Ian McShane, field CTO for Artic Wolf, said Arctic Wolf has been using a Log4Shell Deep Scan script to detect both CVE-2021-45046 and CVE-2021-44228 vulnerabilities within nested JAR files, as well as WAR and EAR files.
In many cases, developers have copied a subset of the Log4j log management tool into their applications to make it easier to monitor behavior. The challenge is that many scanners can’t discover that code when it is nested within a file, said McShane.

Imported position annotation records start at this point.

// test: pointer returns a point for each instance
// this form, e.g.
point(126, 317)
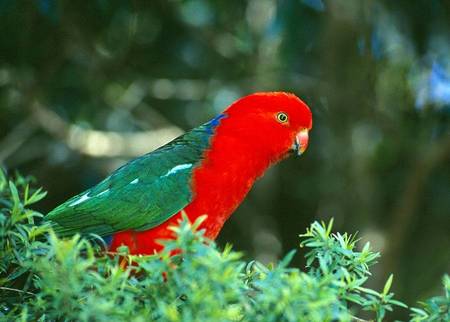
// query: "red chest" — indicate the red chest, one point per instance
point(219, 184)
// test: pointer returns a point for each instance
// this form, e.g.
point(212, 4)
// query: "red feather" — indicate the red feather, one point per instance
point(246, 142)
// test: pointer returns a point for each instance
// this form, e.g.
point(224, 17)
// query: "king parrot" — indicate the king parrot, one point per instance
point(206, 171)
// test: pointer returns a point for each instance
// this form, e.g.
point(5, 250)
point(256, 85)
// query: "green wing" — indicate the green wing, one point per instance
point(141, 194)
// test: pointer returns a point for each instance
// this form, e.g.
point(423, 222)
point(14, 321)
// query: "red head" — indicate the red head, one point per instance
point(273, 123)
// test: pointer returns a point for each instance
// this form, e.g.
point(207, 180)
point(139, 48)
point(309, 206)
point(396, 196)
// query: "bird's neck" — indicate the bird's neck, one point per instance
point(228, 171)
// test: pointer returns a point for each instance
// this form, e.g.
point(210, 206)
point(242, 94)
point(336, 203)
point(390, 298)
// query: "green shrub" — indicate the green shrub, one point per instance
point(49, 279)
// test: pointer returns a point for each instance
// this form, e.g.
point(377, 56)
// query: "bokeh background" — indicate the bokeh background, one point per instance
point(87, 85)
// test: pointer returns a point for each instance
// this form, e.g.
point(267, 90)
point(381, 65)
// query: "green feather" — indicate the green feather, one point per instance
point(140, 195)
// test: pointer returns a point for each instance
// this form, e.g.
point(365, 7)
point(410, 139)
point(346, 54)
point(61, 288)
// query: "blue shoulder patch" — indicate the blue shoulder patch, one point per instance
point(211, 125)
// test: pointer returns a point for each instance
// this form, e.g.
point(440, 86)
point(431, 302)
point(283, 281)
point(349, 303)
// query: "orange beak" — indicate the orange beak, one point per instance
point(301, 141)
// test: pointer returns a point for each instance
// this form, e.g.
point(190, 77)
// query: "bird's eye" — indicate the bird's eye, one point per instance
point(282, 117)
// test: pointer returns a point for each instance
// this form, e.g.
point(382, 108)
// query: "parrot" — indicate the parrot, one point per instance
point(206, 171)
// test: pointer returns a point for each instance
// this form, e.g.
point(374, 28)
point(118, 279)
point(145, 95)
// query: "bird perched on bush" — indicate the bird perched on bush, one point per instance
point(206, 171)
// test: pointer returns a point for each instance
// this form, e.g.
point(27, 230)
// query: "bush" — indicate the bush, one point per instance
point(46, 278)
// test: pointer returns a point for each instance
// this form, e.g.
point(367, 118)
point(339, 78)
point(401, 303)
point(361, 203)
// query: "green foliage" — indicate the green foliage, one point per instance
point(46, 278)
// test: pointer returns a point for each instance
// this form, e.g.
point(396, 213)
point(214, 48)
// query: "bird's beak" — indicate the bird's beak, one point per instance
point(301, 142)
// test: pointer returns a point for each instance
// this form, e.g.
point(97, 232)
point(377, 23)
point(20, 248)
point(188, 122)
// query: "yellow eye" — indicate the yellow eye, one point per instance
point(282, 117)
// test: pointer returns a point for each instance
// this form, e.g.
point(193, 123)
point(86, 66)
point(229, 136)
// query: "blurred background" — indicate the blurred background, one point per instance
point(87, 85)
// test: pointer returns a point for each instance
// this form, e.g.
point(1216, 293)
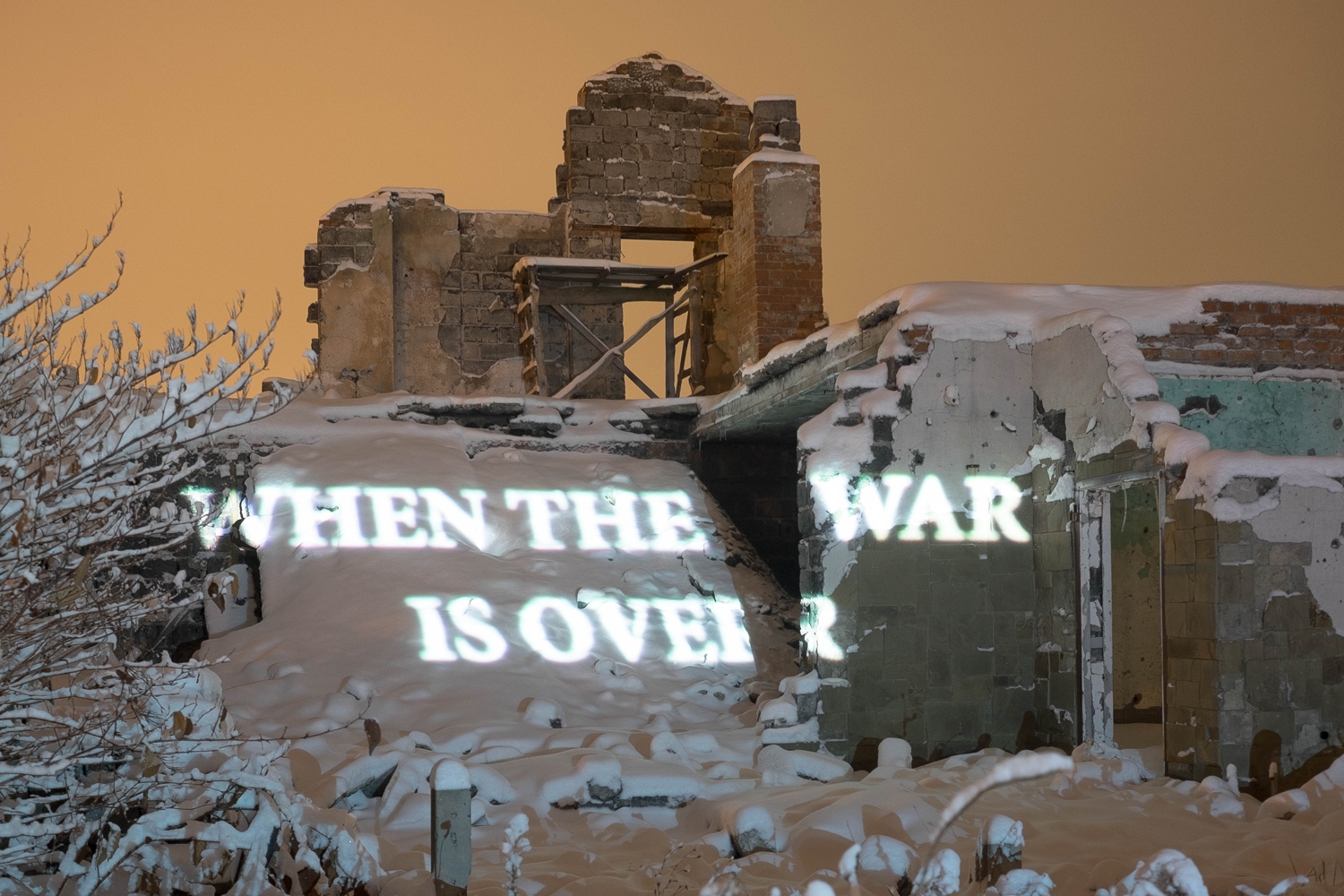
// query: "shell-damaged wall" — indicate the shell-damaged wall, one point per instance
point(975, 638)
point(1254, 614)
point(652, 150)
point(954, 638)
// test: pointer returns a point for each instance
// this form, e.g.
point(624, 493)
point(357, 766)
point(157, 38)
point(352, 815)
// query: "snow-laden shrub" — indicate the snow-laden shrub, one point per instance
point(117, 766)
point(1167, 874)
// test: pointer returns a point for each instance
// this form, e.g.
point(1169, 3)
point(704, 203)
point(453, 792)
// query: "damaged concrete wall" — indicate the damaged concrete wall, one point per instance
point(940, 638)
point(414, 295)
point(650, 152)
point(1276, 417)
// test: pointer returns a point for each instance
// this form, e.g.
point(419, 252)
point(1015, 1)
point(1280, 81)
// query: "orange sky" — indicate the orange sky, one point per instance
point(1107, 142)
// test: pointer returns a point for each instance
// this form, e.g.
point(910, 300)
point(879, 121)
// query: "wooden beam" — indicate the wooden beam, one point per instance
point(572, 319)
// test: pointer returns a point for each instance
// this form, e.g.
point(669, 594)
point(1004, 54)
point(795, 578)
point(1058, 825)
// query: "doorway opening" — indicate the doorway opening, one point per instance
point(647, 358)
point(1121, 611)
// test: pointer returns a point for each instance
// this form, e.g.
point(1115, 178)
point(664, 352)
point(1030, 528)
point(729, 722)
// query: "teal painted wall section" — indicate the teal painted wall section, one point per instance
point(1273, 417)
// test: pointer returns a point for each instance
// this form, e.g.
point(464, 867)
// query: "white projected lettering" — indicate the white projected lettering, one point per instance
point(401, 517)
point(558, 630)
point(876, 505)
point(215, 519)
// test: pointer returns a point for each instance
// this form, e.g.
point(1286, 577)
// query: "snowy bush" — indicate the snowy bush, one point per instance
point(120, 769)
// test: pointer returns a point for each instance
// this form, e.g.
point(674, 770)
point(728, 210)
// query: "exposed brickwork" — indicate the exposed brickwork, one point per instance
point(346, 234)
point(652, 145)
point(774, 263)
point(1279, 659)
point(650, 151)
point(1258, 335)
point(478, 327)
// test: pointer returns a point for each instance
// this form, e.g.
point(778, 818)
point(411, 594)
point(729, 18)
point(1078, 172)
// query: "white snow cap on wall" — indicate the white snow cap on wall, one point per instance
point(989, 312)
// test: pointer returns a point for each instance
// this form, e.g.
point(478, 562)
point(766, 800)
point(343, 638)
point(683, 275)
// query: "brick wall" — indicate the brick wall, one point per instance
point(652, 145)
point(774, 263)
point(1260, 335)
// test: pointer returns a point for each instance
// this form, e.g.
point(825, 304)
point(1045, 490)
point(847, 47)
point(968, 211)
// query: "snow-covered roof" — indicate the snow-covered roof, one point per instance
point(658, 64)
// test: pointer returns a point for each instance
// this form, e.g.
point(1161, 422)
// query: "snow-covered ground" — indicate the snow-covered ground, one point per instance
point(570, 630)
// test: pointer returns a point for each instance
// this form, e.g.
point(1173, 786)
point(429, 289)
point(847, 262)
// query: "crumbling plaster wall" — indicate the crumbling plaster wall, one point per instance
point(1271, 416)
point(1253, 624)
point(454, 331)
point(957, 645)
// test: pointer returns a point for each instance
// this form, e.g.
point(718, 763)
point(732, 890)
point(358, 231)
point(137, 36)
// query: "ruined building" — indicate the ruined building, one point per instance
point(416, 295)
point(1018, 516)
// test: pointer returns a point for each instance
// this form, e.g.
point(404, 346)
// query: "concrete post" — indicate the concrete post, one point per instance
point(451, 828)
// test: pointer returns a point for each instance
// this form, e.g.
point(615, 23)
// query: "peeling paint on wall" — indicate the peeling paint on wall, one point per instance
point(1273, 417)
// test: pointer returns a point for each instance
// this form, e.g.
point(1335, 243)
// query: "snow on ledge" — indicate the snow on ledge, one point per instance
point(991, 312)
point(1185, 370)
point(780, 156)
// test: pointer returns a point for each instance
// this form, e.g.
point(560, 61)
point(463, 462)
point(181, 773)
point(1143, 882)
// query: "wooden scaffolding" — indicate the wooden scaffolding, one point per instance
point(559, 284)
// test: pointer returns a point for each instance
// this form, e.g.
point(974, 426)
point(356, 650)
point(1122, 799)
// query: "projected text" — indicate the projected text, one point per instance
point(881, 506)
point(400, 517)
point(682, 630)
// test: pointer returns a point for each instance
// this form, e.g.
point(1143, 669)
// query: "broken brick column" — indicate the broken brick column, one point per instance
point(774, 261)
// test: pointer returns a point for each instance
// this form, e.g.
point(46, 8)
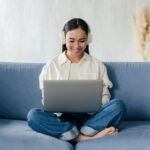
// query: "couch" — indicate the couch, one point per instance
point(19, 92)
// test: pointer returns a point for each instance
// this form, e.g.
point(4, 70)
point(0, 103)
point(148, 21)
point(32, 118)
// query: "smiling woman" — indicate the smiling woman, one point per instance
point(75, 63)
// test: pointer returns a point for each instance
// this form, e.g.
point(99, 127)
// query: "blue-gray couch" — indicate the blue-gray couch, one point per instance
point(19, 92)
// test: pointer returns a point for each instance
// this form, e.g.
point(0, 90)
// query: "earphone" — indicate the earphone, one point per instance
point(63, 39)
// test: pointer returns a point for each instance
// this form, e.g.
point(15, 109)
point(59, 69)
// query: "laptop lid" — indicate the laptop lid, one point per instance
point(72, 95)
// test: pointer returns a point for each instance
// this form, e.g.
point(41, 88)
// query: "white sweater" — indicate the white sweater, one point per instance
point(89, 67)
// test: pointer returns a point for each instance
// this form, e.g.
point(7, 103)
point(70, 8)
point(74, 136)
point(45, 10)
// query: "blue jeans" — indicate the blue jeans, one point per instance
point(70, 125)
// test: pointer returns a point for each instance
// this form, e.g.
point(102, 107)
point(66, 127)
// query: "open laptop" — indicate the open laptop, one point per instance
point(72, 95)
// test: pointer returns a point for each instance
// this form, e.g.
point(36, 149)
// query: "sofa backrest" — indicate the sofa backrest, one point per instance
point(19, 89)
point(132, 84)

The script created by Arctic Wolf works with both Windows and macOS/Linux operating systems. The script conducts a deeper scan of a host’s filesystem to identify Java applications and libraries with vulnerable Log4j code. Once identified, the script will flag it and identify its location within the host’s filesystem.
McShane said most organizations will likely find themselves spending the next several weeks searching all the Java applications they’ve deployed for Log4j vulnerabilities. The Log4Shell Deep Scan script is being made available on GitHub to any provider of scanning tools that chooses to incorporate it free of charge.
In the longer term, McShane said it’s apparent that the industry will need to address how IT vendors vet open source code. The core Log4j log management tool is maintained by a small handful of individuals. IT vendors have widely used that code without contributing much help to the maintainers of that project to ensure that code is secure.
Less clear is to what degree this vulnerability may encourage IT organizations to retire some Java applications. Such a move is not likely to be taken likely; as other programming languages gain traction, many organizations are modernizing their application portfolios. In some cases, those efforts are being made as part of a larger review of the overall software supply chain.
In the meantime, security teams should expect to see more zero-day vulnerabilities involving open source code that is often maintained by a small number of contributors and maintainers with limited cybersecurity expertise. Those cybersecurity teams would be well-advised to either set up a security incident response team based on modern DevOps processes or rely on the expertise of an external service provider.
Security incident management is, essentially, a subset of IT incident management. Organizations that invest in it are going to see benefits that go well beyond simply the ability to quickly apply a patch. Security issues simply make everyone more cognizant of the need for a set of best practices that make it easier to respond to any unexpected event.
Unfortunately, too many organizations rely on the heroic actions of a few to respond to any crisis. The issue is that heroes are not always available when needed. Instead, the goal should be to institute a set of processes that don’t require anyone to go above and beyond the call of duty to deal with issues that inevitably arise at inconvenient times.